Will DeepSeek drive us to take software safety significantly?
DeepSeek, the Chinese language chatbot launched in January 2025, has made waves throughout the tech and safety world. With over 10 million downloads, its fast adoption raises an necessary query: How a lot of this was pushed by real curiosity, and the way a lot was merely curiosity, with out totally understanding the implications? May this widespread use be quietly introducing Chinese language supply code into company networks?
The preliminary outrage surrounding DeepSeek wasn’t nearly its capabilities, it was about its value. The software program shocked the market by delivering high-level arithmetic, coding, and reasoning abilities corresponding to ChatGPT and different top-tier AI fashions, however at a fraction of the fee and with considerably fewer sources.
What can CISOs do? The reply is straightforward: what they need to already be doing when introducing any new software program, {hardware}, or AI. The core of cyber safety stays the identical – elevating consciousness, educating workers, and implementing basic safety measures. However with Chinese language expertise already deeply embedded in authorities, crucial infrastructure, and companies, are we attempting to repair a leak after the dam has already burst? The truth is, we lack the time, abilities, and sources to untangle the extent of Chinese language tech in our techniques.
So what makes DeepSeek completely different? Is it really a singular danger, or is the media frenzy merely reminding us of the safety issues we’ve been conscious of all alongside? In spite of everything, companies have lengthy been integrating expertise from a number of nation states – together with Russia – with out totally questioning the long-term penalties. Solely now are we stepping again to ask: Was this a good suggestion?
A knee-jerk, unilateral response from safety leaders – whereas well-intentioned – fails to account for the deeply interconnected nature of recent enterprise ecosystems. Sensible safety steps, corresponding to danger assessments, community segregation, vendor due diligence, and entry controls, ought to already be customary follow. However these measures ought to by no means be reactive; they need to be a part of an ongoing dialog earlier than any new expertise is launched.
Take into account the compromised federal cellphone system throughout the Obama administration.
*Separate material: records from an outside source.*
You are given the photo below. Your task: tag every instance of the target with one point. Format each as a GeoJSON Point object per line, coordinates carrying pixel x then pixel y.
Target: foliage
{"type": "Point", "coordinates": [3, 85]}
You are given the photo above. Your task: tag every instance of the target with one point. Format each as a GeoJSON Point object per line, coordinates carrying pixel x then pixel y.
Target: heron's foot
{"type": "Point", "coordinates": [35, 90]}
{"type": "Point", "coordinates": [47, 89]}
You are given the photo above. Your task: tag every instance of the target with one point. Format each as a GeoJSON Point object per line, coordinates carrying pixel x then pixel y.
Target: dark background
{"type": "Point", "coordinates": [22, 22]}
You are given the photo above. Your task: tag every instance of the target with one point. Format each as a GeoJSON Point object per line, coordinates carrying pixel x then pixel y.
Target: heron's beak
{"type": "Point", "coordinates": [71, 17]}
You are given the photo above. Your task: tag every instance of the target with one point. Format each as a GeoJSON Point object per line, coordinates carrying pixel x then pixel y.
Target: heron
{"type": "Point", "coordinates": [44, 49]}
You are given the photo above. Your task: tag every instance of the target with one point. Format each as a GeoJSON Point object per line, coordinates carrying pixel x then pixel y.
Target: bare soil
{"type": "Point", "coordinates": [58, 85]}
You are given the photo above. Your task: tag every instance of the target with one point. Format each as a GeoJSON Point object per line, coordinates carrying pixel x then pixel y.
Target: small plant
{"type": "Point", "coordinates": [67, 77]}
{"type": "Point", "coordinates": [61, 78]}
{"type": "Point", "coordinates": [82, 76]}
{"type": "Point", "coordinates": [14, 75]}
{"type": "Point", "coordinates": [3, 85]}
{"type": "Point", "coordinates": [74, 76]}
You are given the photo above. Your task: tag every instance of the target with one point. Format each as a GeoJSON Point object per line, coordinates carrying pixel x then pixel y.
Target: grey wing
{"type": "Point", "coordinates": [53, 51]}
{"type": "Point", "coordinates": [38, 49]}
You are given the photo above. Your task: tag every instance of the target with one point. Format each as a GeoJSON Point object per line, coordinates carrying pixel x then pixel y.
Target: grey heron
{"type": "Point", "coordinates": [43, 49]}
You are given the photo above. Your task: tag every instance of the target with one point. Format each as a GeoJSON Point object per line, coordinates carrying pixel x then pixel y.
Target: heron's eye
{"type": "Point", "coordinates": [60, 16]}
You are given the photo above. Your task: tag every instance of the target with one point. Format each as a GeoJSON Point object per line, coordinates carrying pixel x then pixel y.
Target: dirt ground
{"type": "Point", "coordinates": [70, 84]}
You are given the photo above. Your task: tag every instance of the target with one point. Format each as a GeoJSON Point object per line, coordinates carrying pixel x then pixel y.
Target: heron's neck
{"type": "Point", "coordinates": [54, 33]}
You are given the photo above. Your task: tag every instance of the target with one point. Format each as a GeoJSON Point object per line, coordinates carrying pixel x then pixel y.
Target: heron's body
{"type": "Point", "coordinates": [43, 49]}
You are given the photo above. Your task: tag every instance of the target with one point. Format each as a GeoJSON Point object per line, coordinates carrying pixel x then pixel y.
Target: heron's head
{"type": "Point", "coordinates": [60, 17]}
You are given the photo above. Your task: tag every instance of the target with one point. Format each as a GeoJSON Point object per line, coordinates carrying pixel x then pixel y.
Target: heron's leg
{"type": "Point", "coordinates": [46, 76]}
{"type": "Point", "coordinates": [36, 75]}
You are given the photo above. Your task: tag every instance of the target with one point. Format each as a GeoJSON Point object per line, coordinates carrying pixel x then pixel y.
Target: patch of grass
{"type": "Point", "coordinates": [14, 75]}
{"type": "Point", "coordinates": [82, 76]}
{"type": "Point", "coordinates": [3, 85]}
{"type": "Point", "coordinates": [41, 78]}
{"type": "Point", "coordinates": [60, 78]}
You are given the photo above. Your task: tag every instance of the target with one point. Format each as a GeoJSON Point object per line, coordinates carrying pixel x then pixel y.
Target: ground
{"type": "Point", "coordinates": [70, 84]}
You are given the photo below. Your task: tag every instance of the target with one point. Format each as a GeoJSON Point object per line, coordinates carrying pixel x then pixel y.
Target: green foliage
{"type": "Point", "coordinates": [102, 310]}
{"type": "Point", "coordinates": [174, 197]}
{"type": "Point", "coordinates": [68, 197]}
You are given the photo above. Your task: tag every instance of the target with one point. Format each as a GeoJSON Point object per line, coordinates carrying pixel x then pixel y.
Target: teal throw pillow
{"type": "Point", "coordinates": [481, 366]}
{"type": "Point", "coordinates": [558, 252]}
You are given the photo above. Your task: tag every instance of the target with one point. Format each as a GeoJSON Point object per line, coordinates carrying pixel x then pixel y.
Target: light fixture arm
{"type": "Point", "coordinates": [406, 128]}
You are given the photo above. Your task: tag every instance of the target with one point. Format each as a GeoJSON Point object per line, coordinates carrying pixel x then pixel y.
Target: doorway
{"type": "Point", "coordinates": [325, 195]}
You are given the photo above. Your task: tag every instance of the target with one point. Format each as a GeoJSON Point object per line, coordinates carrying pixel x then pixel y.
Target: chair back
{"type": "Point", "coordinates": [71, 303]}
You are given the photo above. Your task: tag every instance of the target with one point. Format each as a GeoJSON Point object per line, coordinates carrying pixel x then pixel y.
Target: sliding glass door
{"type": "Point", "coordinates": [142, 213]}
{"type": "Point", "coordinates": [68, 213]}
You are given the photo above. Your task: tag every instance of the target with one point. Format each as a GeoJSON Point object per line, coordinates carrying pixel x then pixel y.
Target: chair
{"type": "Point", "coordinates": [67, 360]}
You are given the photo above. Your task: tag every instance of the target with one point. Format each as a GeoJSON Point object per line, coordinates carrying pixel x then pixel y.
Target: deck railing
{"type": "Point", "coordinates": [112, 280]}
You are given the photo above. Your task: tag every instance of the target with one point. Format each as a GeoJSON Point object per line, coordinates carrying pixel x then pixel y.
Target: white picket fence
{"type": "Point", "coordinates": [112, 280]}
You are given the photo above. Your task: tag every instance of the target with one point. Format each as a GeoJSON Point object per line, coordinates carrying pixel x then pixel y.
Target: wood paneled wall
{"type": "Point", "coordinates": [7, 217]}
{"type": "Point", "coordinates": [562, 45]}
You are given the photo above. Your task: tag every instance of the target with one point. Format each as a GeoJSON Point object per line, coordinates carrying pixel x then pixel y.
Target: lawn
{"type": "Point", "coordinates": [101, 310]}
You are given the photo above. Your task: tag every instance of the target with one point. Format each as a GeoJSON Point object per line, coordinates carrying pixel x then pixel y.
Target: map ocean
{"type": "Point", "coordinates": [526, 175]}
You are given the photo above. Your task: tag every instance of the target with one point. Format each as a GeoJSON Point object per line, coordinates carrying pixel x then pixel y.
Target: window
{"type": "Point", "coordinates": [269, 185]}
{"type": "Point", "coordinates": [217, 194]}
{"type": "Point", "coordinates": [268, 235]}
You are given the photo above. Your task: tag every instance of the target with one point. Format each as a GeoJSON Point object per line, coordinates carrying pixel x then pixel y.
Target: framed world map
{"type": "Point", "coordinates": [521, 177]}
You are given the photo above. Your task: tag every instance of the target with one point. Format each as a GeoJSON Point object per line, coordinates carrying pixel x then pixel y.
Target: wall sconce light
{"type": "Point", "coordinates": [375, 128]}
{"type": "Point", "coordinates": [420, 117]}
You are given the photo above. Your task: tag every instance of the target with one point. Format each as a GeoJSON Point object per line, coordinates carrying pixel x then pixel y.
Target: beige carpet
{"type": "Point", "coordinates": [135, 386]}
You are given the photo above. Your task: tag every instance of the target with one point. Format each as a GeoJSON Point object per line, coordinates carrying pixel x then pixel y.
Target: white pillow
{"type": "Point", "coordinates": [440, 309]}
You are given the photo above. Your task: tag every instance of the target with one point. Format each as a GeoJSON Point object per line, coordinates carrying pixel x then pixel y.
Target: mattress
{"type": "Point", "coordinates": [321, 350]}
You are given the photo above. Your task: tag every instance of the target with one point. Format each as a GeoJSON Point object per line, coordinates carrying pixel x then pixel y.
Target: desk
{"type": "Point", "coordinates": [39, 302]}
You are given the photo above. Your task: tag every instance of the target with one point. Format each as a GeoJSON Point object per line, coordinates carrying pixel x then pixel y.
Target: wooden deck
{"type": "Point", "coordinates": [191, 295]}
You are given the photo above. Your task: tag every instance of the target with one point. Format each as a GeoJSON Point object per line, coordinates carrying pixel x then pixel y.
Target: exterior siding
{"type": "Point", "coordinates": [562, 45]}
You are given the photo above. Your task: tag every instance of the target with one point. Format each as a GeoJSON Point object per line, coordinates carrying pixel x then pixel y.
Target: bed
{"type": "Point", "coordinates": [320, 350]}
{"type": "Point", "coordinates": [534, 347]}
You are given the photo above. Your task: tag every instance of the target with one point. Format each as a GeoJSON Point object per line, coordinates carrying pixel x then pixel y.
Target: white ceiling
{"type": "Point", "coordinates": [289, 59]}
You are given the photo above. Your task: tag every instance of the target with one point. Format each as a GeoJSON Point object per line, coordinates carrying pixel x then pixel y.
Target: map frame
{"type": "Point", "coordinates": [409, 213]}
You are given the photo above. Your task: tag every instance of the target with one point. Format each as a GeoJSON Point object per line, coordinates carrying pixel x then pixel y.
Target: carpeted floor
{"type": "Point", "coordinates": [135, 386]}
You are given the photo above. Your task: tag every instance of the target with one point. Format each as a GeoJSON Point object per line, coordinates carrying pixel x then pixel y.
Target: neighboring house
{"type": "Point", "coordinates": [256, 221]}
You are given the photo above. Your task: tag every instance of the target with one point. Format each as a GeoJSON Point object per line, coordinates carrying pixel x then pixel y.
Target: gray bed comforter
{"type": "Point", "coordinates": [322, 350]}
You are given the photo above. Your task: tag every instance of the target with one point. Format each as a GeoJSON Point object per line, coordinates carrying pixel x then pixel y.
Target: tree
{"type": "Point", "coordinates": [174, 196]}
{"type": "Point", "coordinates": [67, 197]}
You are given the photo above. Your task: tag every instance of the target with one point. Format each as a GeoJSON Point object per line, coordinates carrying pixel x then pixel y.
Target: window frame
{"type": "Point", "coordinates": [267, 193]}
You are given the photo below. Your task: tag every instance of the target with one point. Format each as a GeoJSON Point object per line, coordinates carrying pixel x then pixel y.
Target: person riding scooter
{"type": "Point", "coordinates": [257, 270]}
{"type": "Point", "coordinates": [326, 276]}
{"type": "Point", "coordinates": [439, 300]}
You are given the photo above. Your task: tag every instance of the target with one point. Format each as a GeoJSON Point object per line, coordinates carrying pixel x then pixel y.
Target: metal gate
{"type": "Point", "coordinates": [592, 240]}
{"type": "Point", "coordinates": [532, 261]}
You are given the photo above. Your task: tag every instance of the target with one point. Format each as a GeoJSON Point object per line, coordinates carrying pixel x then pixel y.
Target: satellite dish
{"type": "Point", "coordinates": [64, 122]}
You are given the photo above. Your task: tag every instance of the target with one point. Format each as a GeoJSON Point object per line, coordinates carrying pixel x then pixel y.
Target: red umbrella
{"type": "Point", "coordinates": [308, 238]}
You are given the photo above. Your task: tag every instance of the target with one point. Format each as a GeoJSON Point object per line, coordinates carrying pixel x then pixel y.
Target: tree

An absence of due diligence meant officers believed they have been buying an American-built system – solely to later uncover it had been assembled within the US from Chinese language elements. The lesson? Due diligence issues, and it prices cash.
If safety is a precedence, then we should be keen to put money into it – not simply in instruments and expertise, however in steady training and consciousness. The query isn’t whether or not DeepSeek is a danger. The true query is: Are we lastly able to take safety significantly?